Likewise, Metrobility distinguished In re Zenith Electronics, 104 B.R. 667 (1989). In Zenith, the court did not bar a bank's draw on a letter of credit when bond holders, rather than a party to a transaction with the debtor, were the beneficiaries. In both Zenith and Prime Motor Inns, the debtor received financing from a government entity, which, in turn, financed the transaction through the issuance of bonds.

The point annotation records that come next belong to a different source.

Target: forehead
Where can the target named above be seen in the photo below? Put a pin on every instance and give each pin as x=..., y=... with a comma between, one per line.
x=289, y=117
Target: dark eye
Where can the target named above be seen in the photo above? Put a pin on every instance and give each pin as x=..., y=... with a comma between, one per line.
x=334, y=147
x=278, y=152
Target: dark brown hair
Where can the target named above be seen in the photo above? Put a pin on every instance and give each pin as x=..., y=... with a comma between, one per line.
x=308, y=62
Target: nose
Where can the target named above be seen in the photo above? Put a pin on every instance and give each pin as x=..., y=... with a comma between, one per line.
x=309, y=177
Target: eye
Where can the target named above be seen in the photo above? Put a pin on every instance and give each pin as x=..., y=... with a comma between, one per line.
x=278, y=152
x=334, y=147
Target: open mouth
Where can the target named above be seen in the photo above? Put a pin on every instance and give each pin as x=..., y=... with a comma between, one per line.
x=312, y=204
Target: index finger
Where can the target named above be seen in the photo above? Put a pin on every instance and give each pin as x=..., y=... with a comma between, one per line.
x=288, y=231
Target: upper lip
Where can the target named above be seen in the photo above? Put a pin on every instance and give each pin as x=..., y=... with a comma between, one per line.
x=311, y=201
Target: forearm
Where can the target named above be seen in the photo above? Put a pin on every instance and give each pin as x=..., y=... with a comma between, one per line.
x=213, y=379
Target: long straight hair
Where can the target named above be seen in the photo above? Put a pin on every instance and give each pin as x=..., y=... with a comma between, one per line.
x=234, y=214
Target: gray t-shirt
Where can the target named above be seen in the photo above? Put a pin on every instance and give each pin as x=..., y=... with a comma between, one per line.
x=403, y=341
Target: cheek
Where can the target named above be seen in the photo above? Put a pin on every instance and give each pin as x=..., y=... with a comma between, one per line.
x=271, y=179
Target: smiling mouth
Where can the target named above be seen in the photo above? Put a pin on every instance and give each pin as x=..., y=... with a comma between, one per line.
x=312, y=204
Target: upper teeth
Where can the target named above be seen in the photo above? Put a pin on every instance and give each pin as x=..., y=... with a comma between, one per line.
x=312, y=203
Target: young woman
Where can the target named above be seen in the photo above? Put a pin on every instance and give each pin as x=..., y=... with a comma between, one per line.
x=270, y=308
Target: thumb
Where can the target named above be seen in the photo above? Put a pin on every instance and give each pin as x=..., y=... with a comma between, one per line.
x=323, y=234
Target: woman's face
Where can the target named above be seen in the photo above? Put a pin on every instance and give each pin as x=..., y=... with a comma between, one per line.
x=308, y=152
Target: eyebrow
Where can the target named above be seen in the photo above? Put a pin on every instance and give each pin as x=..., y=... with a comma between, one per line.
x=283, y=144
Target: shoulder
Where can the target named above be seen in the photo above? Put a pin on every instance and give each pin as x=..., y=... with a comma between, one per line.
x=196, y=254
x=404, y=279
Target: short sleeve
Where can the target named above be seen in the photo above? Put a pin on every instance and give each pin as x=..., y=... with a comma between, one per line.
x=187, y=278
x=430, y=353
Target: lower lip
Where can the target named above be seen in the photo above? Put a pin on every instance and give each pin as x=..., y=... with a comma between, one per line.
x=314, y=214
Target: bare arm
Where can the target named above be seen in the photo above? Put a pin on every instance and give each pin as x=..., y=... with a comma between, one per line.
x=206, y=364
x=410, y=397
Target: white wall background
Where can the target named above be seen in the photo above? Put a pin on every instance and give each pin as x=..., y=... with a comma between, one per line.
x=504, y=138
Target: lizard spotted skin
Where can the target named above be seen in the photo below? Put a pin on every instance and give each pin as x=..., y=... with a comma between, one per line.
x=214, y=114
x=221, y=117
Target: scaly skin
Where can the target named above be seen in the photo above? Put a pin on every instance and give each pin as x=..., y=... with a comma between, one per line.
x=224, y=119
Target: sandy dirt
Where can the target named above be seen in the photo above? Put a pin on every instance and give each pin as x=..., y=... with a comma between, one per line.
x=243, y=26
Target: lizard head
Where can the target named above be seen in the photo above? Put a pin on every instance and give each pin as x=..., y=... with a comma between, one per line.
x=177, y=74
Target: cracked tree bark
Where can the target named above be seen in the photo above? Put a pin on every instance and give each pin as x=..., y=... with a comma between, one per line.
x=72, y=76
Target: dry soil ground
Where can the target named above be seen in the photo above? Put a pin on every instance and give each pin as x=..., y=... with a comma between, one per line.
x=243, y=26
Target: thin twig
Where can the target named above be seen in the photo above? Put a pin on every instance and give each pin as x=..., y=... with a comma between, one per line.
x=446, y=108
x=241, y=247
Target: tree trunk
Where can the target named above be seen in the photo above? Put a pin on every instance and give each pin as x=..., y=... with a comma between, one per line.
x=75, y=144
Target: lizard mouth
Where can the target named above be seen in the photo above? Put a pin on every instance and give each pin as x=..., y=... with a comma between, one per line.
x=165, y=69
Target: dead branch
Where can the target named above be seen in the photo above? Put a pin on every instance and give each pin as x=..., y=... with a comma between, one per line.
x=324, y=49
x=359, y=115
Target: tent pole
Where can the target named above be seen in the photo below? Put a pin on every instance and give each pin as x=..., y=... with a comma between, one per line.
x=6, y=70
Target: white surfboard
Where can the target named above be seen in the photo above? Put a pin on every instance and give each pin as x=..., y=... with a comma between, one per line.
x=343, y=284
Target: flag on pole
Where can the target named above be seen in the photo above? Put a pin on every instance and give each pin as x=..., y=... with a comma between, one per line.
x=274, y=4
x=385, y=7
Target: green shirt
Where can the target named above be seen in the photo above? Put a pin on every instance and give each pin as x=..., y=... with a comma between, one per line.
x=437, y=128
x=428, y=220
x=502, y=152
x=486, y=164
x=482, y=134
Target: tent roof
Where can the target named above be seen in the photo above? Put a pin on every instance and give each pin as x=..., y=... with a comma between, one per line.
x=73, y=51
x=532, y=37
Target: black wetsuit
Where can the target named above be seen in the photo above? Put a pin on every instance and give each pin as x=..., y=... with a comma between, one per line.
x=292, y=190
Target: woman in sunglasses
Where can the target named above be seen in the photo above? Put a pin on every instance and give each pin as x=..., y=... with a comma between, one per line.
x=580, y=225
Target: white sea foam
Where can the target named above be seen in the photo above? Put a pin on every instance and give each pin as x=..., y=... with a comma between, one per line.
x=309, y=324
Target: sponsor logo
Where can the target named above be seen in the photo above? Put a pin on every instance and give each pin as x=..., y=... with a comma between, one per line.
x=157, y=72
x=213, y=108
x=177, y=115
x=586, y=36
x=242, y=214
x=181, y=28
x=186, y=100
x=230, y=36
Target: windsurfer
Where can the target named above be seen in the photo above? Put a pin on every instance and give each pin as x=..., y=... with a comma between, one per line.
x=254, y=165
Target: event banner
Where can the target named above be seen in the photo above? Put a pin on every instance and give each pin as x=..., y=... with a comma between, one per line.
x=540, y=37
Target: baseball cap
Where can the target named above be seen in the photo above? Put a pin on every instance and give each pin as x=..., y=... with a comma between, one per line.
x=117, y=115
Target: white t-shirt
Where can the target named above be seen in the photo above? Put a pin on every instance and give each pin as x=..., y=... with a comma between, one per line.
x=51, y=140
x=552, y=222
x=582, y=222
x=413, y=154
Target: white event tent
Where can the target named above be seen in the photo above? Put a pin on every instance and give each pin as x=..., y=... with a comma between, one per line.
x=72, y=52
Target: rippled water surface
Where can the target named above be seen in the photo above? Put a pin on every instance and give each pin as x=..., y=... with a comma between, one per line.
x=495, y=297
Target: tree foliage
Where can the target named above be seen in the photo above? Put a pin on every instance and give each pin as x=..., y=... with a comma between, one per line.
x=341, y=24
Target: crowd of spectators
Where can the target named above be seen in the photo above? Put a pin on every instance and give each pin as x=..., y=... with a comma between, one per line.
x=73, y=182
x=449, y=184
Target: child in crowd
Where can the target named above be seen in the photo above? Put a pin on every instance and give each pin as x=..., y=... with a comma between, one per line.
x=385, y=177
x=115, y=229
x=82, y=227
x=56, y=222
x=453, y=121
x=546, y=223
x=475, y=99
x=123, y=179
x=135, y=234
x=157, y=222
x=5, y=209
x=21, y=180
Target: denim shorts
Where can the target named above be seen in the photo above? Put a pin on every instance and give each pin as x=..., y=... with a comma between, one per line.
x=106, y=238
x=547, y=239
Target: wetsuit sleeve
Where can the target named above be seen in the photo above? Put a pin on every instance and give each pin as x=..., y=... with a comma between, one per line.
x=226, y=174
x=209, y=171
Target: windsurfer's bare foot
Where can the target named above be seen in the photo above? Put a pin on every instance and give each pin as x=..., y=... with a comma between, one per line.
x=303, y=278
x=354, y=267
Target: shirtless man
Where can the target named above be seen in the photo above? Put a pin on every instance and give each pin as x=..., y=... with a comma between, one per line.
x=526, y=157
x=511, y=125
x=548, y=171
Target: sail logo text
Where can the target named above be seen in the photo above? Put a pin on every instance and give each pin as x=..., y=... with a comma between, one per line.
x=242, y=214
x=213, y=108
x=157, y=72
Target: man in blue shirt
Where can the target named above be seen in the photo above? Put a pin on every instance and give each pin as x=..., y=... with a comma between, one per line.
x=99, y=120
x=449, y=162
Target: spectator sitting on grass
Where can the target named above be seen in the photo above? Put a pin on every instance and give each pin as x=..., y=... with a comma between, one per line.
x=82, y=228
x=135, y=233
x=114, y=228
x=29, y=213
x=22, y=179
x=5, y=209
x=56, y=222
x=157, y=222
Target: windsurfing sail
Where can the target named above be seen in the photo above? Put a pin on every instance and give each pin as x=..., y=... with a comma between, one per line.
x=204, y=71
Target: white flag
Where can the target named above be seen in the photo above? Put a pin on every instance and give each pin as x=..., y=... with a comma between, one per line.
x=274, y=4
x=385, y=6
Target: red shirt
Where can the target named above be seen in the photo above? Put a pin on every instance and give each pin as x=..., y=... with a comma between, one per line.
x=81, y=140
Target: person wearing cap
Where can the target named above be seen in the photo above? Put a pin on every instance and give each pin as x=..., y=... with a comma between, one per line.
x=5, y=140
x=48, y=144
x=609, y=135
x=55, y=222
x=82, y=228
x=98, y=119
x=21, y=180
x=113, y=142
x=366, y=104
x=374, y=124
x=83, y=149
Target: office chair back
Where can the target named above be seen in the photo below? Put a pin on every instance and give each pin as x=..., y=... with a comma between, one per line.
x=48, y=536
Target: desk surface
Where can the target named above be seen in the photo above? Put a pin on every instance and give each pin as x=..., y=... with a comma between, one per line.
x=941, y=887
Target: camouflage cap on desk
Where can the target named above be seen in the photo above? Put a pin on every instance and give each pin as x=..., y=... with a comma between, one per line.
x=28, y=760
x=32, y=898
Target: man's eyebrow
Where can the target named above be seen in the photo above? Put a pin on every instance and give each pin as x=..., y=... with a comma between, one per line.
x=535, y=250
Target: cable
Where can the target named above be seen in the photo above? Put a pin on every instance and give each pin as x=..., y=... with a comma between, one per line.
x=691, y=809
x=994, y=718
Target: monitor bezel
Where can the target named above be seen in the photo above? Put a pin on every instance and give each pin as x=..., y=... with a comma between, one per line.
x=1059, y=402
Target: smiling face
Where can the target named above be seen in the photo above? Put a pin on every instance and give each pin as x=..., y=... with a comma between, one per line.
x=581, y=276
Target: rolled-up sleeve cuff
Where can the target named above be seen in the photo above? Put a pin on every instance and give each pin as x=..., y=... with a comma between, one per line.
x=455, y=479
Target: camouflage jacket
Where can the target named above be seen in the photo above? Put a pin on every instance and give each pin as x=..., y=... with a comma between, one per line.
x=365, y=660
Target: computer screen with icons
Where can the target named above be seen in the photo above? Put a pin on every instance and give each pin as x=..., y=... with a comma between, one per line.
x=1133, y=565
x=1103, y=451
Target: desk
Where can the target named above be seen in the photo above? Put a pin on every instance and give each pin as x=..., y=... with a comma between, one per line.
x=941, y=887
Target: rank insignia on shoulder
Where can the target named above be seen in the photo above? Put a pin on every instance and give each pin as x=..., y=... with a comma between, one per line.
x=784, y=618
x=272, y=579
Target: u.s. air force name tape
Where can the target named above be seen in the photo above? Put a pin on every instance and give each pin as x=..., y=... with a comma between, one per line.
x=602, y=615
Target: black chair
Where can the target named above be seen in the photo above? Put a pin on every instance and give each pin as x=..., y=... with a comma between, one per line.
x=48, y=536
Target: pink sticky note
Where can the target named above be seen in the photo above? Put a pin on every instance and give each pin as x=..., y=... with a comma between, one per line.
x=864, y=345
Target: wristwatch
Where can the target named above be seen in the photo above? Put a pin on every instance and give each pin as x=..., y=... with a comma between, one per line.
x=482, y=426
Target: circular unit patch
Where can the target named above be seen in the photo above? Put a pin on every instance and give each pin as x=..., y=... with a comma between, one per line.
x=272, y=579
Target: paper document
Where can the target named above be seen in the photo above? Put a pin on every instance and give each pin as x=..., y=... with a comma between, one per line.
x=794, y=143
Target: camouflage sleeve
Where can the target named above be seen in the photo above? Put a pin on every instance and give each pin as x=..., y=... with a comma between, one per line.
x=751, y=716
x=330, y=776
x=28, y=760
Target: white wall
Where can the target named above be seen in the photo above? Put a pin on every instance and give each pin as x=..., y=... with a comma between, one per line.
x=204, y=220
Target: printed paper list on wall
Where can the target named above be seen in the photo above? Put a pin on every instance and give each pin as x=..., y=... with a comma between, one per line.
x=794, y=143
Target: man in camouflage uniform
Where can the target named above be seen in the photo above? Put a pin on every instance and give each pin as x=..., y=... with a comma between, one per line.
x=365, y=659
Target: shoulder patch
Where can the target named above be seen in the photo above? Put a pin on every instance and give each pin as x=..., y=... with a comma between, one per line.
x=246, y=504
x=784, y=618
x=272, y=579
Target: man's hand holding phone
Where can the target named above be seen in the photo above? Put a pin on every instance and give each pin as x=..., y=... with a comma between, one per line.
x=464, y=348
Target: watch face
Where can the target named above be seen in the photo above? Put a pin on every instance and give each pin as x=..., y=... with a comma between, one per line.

Sample Letter of Credit Clause

Keeping in mind the traps for unwary landlords described in these cases, landlords that are concerned about a prospective tenant's financial condition could include the following provisions in their transactional documents:

Tenant shall deposit any and all rent, fees, fines, or other payments due pursuant to this Lease at the bank and account number listed below for the benefit of Lessor.
If Tenant fails to deposit sufficient collectible funds when due pursuant to this Lease, in the manner specified in this Lease, Lessor shall have the right, at its option, to immediately accelerate this Lease and withdraw all funds in any security deposit and draw in full on any letters of credit that any entity holds for Lessor's benefit with respect to this Lease.
Tenant covenants and agrees that, after its default, it shall not seek to recover any funds that Lessor withdraws from any security deposit, letter of credit, or other accounts, in any proceeding of any kind, including, without limitation, any arbitration, lawsuit, bankruptcy litigation, or equitable proceeding of any kind.
Tenant further covenants and agrees that, if it defaults or fails to comply with any provision of this Lease, it shall not contest or object to (1) Lessor's right to withdraw security deposit or letter of credit proceeds or (2) Lessor's filing of a proof of claim or other claim or defense in any proceeding of any kind, including, without limitation, any arbitration, lawsuit, bankruptcy litigation, or equitable proceeding of any kind.

Conclusion

As discussed in Villano, the bankruptcy trustee may seek repayment of letter of credit proceeds from the landlord on the grounds that those proceeds exceed the damages to which the landlord is entitled. For this reason, if the landlord draws down letter of credit proceeds after the tenant's bankruptcy filing and also files a proof of claim seeking additional damages in the tenant's bankruptcy proceeding, time consuming and expensive litigation could result in the landlord spending more in legal fees than it stands to gain from its proof of claim recovery. And if, as in Villano, the debtor successfully objects to the filing of the proof of claim, and the trustee determines that the landlord's security deposit and letter of proceeds exceed the damages to which the landlord is entitled, the landlord might face a turnover action from the trustee seeking repayment of funds to the bankruptcy estate.


John B. Spitzer practices law in Pennsylvania, edited several editions of The Fundamentals of Bankruptcy Law and has worked with bankruptcy attorneys in several states.